Lesson script - Programming Café on 9 Dec
In this second session of the Programming Café, we’ll dive into how to use Python scripts to automate repetitive tasks in your research. We’ll explore the basics of automation, focusing on how to effectively move, rename and copy your files and write clear, functional scripts.
We will start with a question: Which tasks would you like to automate in your research ? I hope that I can show you some tricks for these tasks today.
Requirements to start
Did everyone install Python ? Who needs help ? I would recommend the use of PyCharm!
- Please create a copy of the files that you want to work on.
- You can also download test files extracted from the German Summary Corpus (Wedig & Strobl, 2024) here.
- Create a folder “data” in your projects and a subfolder “files” in which you paste your files
Import the necessary modules and create a main function to coordinate all tasks
import os #package that gives us access to the operating system
import shutil #package that gives us access to file operations
import re #package that gives us access to regular expressions
import time #package that gives us access to time
if __name__ == '__main__':
# will be filled with our functions
File Management
During a busy period like a PhD, tasks such as tracking existing files or creating backups may be overlooked. Python can help automate these tasks, allowing you to complete them with the press of a button.

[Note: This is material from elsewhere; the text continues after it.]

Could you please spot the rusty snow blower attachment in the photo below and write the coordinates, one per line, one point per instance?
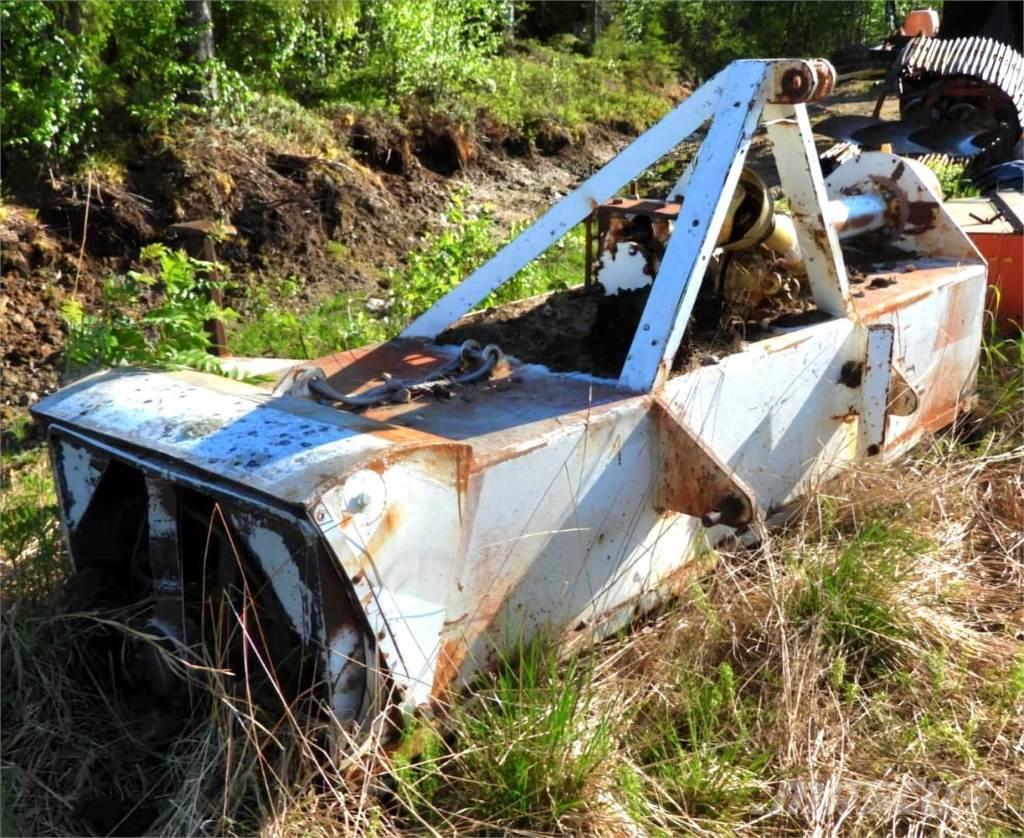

Generate a file structure automatically
At the beginning of your project (or at a later stage), you might wonder how to best structure your files. This code snippet allows you to automate the process. Be aware: data/copy will be created for this session today and is not typical in a research project
def create_folders():
folders = ["data/raw", "data/processed", "data/copy" "scripts", "results"] # Here you can define how you would like to name your folders
# Create folders
for folder in folders:
os.makedirs(folder, exist_ok=True)
Get an overview of all files in one folder
To get an overview of all the files in a folder, you can use the listdir() function.
def list_files():
# Get the directory path
working_dir = os.getcwd()
path = os.path.join(working_dir, "data", "files")
print(os.listdir(path)) # print allows us to see the results on the console.
Copying files: e.g., to create a backup
You might find yourself in a situation where you want to create copies of your files, such as for backup purposes. For this, you can use the shutil package.
def copy_files():
# Get the directory path
working_dir = os.getcwd()
path = os.path.join(working_dir, "data", "files")
# this is how we copy one file
source = os.path.join(path, "L1_Ki_02.csv")
destination = os.path.join(working_dir, "data", "test", "copy_L1_Ki_02.csv")
shutil.copyfile(source, destination)
# we can also copy a while directory
shutil.copytree(os.path.join(working_dir, "data", "files"), os.path.join(working_dir, "data", "copy"), dirs_exist_ok = True)
Renaming files
After copying the files, we can perform some small operations on them!
Have you ever found yourself in a situation where you realized you didn’t follow a clear concept in your file naming or ordered the sequences within the file names incorrectly? Let’s fix that!
Let’s start simple: add “exp” in front of the current file name.
def change_name():
# Get the directory path
working_dir = os.getcwd()
folder_path = os.path.join(working_dir, "data","copy")
#for every file in that folder, we want to create a new file name and then use rename to change the name
for file in os.listdir(folder_path):
new_name = "exp_" + file
os.rename(os.path.join(folder_path, file), os.path.join(folder_path, new_name))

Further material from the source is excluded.